Toronto market recovers from December sell off as TSX up on crude price gain
Canada's main stock index has fully recovered from December's deep sell off by rising on the back of further gains in oil prices. (File)
Ross Marowits, The Canadian Press
Published Thursday, February 14, 2019 1:00AM EST
Last Updated Thursday, February 14, 2019 5:51PM EST
TORONTO -- Canada's main stock index has fully recovered from December's deep sell off by rising Thursday on the back of further gains in oil prices.
However, the nearly 10 per cent rally so far in 2019 signals that investors haven't learned from the past over-exuberance, says Kash Pashootan, CEO and chief investment officer at First Avenue Investment Counsel Inc.

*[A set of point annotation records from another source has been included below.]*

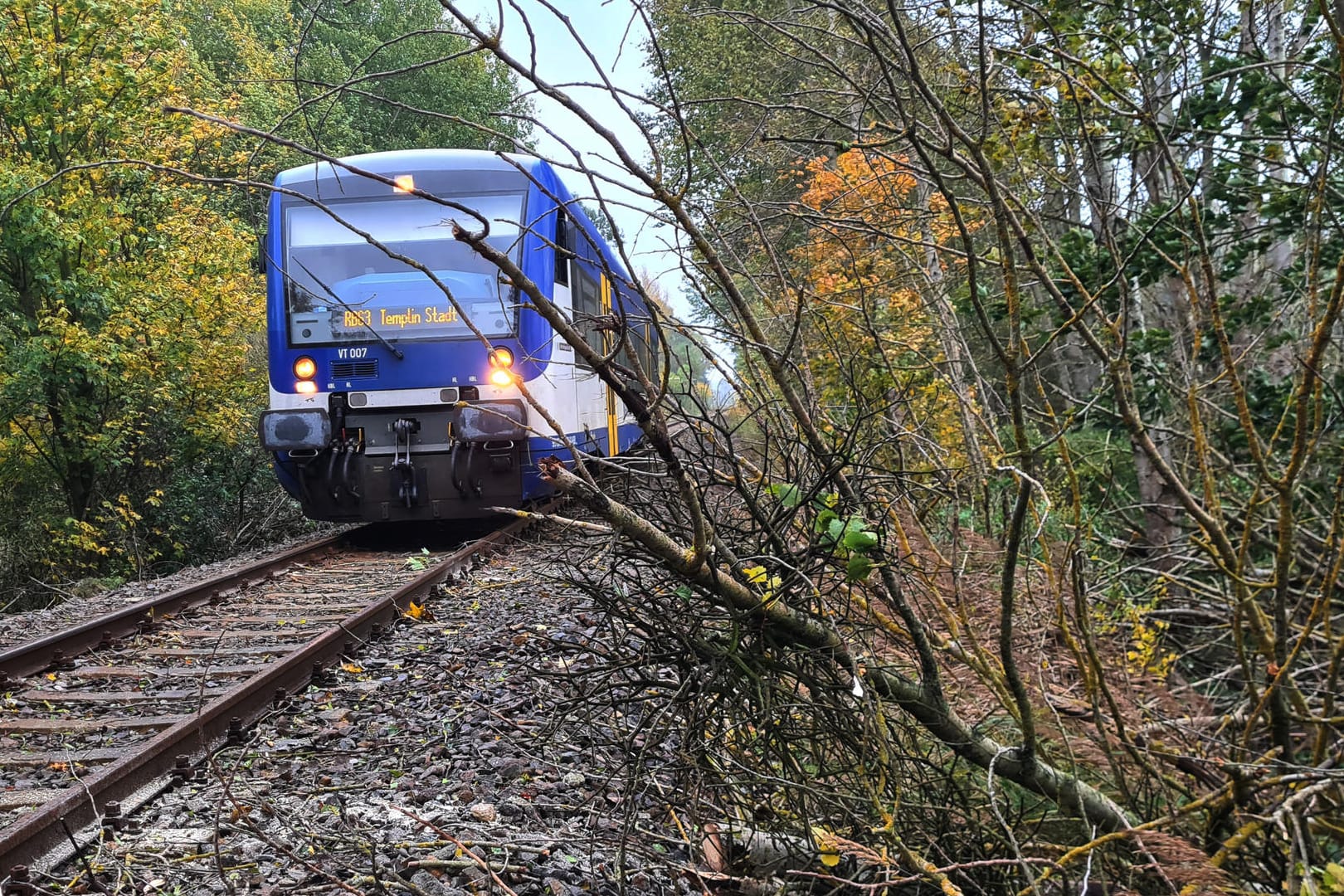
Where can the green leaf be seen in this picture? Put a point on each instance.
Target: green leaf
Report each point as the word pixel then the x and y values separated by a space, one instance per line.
pixel 860 539
pixel 824 520
pixel 858 568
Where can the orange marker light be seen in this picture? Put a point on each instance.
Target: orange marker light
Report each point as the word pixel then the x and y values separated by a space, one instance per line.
pixel 305 368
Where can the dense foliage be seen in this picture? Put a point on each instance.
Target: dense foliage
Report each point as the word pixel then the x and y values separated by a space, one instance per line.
pixel 1014 563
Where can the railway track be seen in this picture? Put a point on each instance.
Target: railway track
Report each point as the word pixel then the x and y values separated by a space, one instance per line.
pixel 99 719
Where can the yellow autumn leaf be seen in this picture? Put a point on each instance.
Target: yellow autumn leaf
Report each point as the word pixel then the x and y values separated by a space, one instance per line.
pixel 418 611
pixel 827 848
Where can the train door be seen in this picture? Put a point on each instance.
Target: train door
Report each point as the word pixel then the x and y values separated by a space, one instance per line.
pixel 613 436
pixel 590 295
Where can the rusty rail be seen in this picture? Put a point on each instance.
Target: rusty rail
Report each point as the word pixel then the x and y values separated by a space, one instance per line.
pixel 134 779
pixel 43 653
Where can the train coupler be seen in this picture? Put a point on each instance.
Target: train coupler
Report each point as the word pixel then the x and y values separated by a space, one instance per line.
pixel 403 429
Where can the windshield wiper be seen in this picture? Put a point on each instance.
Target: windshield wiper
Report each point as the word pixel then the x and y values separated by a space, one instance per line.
pixel 353 312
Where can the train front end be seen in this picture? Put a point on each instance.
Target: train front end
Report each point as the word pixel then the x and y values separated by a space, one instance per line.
pixel 383 405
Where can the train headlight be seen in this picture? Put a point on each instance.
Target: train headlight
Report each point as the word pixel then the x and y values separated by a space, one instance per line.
pixel 305 368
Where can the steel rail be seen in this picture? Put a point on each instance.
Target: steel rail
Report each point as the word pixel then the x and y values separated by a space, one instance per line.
pixel 39 835
pixel 35 655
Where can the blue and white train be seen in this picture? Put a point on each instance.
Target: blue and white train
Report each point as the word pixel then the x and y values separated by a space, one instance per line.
pixel 383 405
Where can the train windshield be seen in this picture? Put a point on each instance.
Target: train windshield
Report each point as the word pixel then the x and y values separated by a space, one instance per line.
pixel 340 289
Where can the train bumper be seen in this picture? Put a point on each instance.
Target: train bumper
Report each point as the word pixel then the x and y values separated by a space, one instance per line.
pixel 401 464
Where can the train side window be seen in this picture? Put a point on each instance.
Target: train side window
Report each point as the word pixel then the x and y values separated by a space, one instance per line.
pixel 587 306
pixel 562 247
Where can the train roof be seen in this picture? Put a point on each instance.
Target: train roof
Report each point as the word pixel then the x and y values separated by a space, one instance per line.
pixel 414 162
pixel 399 162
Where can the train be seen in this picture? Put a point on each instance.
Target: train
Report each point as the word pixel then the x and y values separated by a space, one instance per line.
pixel 385 405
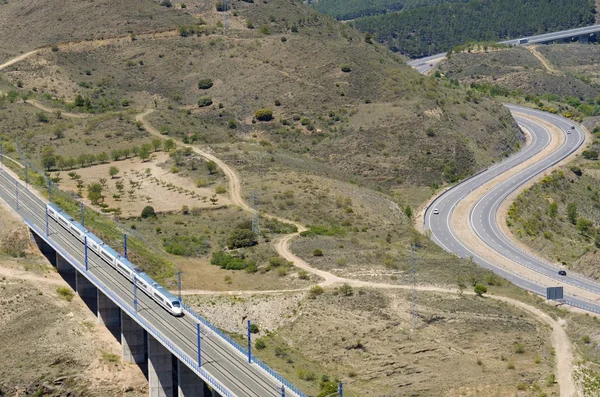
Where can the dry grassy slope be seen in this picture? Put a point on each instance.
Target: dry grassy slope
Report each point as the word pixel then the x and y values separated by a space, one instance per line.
pixel 517 68
pixel 25 25
pixel 47 343
pixel 464 346
pixel 384 141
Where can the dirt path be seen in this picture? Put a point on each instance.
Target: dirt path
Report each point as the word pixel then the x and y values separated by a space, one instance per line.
pixel 18 59
pixel 560 341
pixel 547 64
pixel 38 105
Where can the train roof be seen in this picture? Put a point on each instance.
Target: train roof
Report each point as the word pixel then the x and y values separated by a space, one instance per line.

He said the resilience of equity markets is overpowering geopolitical and global growth slowdown concerns that were also evident in December.
"So the market has decided to again do a lot of what it has been doing the last few years, which is shrugging off uncertainties and variables that will challenge corporate earnings, global growth and equity returns," Pashootan said in an interview.
"We feel that the rally that we've seen in equity markets is not justified...We did expect to bounce back but we feel that the market has bounced back too much and pricing in too much optimism in the short-term."
The S&P/TSX composite index closed up 69.25 points to 15,695.98, after hitting an intraday peak of 15,733.13.
Despite the increases, the market is still about five per cent below last year's high of 16,567.42 set in July.
The TSX rallied as the key energy sector rose 0.7 per cent after crude oil prices hit an eight-day high.
The March crude contract was up 51 cents at US$54.41 per barrel and the March natural gas contract was down 0.2 of a cent at US$2.57 per mmBTU.
Technology led the Toronto market, gaining more than four per cent on stock performances by Tucows Inc. and Shopify Inc.
Industrials rose as Bombardier Inc. shares surged 23 per cent after the plane and train maker said it turned a profit in 2018 for the first time in five years.
The loser on the day was the consumer discretionary sector fell as Canada Goose Holdings Inc. and Canadian Tire Corp. were down.
The Canadian dollar traded at an average of 75.20 cents US compared with an average of 75.53 cents US on Wednesday.
The April gold contract was down US$1.20 at US$1,313.90 an ounce and the March copper contract was up 0.1 of a cent at US$2.77 a pound.
In New York, markets were subdued after U.S. retail sales in December posted the largest drop since September 2009.
The Dow Jones industrial average was down 103.88 points at 25,439.39. The S&P 500 index was down 7.30 points at 2,745.73, while the Nasdaq composite was up 6.58 points at 7,426.95.
The 1.2 per cent decrease in retail sales from November is clear evidence that a global growth slowdown is taking place, said Pashootan.
"It speaks to how consumer spending is anaemic...You don't need to hire a private investigator to put those pieces together and conclude that the global growth slowdown theme continues to be prevalent."